I did 5 requests to AWS S3 for an empty file, no etag, average response time of 147ms:

> time curl -vs http://localhost:8888/EMPTY_FILE -H "Host: varnish-s3-test.s3-us-west-2.amazonaws.com" -H "profile: s3_west_ro"
*   Trying 127.0.0.1...
* TCP_NODELAY set
* Connected to localhost (127.0.0.1) port 8888 (#0)
> GET /EMPTY_FILE HTTP/1.1
> Host: varnish-s3-test.s3-us-west-2.amazonaws.com
> User-Agent: curl/7.58.0
> Accept: */*
> profile: s3_west_ro
> 
< HTTP/1.1 200 OK
< x-amz-id-2: 25DfBa8rFbbZreUXfdFwOayUuM2qBoTiwF9U31CO5XKmwdj722UaiW8PShdiA3ccYqm5C0lVYpw=
< x-amz-request-id: 8E08A78774C98648
< Date: Mon, 08 Jun 2020 16:31:35 GMT
< Last-Modified: Mon, 08 Jun 2020 16:25:53 GMT
< ETag: "d41d8cd98f00b204e9800998ecf8427e"
< Accept-Ranges: bytes
< Content-Type: binary/octet-stream
< Content-Length: 0
< Server: AmazonS3
< X-Varnish: 32893
< Age: 0
< Via: 1.1 varnish (Varnish/6.0)
< Connection: keep-alive
< 
* Connection #0 to host localhost left intact

real    0m0.203s
user    0m0.008s
sys 0m0.007s

With an Etag and 304 response, 115ms:

> time curl -vs http://localhost:8888/EMPTY_FILE -H "Host: varnish-s3-test.s3-us-west-2.amazonaws.com" -H "profile: s3_west_ro" -H "If-None-Match: \"d41d8cd98f00b204e9800998ecf8427e\""
*   Trying 127.0.0.1...
* TCP_NODELAY set
* Connected to localhost (127.0.0.1) port 8888 (#0)
> GET /EMPTY_FILE HTTP/1.1
> Host: varnish-s3-test.s3-us-west-2.amazonaws.com
> User-Agent: curl/7.58.0
> Accept: */*
> profile: s3_west_ro
> If-None-Match: "d41d8cd98f00b204e9800998ecf8427e"
> 
< HTTP/1.1 304 Not Modified
< x-amz-id-2: 8DSJKu7lwOPVbOOk4fe7VTQ4/e5w0ZcQTMfr11qa61QOm2unI4clbt2Yz1lCmMz0FjshhTOtngs=
< x-amz-request-id: 914E32B6A4214718
< Date: Mon, 08 Jun 2020 16:35:16 GMT
< Last-Modified: Mon, 08 Jun 2020 16:25:53 GMT
< ETag: "d41d8cd98f00b204e9800998ecf8427e"
< Server: AmazonS3
< X-Varnish: 32899
< Age: 0
< Via: 1.1 varnish (Varnish/6.0)
< Connection: keep-alive
< 
* Connection #0 to host localhost left intact

real    0m0.102s
user    0m0.016s
sys 0m0.000s

My concern is that backends might send no body in error with the valid Etag/LM

For the S3 usecase, this would mean an invalid content length and the response would be an error. So the Etag would be dropped.

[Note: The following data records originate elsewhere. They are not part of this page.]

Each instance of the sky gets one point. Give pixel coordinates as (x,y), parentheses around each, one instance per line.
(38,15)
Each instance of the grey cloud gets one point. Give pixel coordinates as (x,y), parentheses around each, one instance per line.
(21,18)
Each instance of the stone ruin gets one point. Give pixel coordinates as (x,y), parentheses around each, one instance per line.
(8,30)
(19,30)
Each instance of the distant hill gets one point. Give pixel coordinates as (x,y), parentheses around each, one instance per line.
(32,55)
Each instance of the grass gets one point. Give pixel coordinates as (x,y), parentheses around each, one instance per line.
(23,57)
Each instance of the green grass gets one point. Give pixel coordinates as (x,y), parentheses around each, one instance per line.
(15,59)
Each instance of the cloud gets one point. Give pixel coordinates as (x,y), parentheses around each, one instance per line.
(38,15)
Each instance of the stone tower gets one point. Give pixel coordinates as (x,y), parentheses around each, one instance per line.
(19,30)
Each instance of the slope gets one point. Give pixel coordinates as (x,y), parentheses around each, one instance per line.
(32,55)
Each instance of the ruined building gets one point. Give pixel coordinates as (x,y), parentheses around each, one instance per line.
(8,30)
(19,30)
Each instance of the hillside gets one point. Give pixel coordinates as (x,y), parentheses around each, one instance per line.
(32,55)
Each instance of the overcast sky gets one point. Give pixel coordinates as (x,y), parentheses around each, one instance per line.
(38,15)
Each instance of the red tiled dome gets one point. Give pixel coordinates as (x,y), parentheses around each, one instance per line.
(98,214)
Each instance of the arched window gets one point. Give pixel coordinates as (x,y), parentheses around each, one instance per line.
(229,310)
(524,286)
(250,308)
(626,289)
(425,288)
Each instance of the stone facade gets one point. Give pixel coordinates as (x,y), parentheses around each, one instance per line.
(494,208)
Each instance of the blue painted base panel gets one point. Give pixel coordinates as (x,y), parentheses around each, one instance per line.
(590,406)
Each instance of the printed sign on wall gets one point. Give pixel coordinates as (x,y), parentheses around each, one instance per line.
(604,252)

nigoroll commented 4 years ago

@rezan would it be possible to get the response times for a statistically relevant number, like 1000 requests? Also, could you clarify, is AWS pricing different based on the response status?

rezan commented 4 years ago

Also, could you clarify, is AWS pricing different based on the response status?

I don't think so.

rezan commented 4 years ago

I did 100 requests with no ETag, and 100 with an ETag:

No ETag: 81.0788ms ETag: 80.8085ms

https://filebin.varnish-software.com/lAbU0L39gZx3Jxin-reza-x1-g6

nigoroll commented 4 years ago

Thank you, @rezan . That would not appear to be a relevant difference, or would it?

rezan commented 4 years ago

Really hard to say much here. Looks like we are measuring network latency.

nigoroll commented 1 year ago

Bugwash discussed this ticket again: WONTFIX because no valid case was shown and we seem to all agree that a 304 for an empty body is pointless.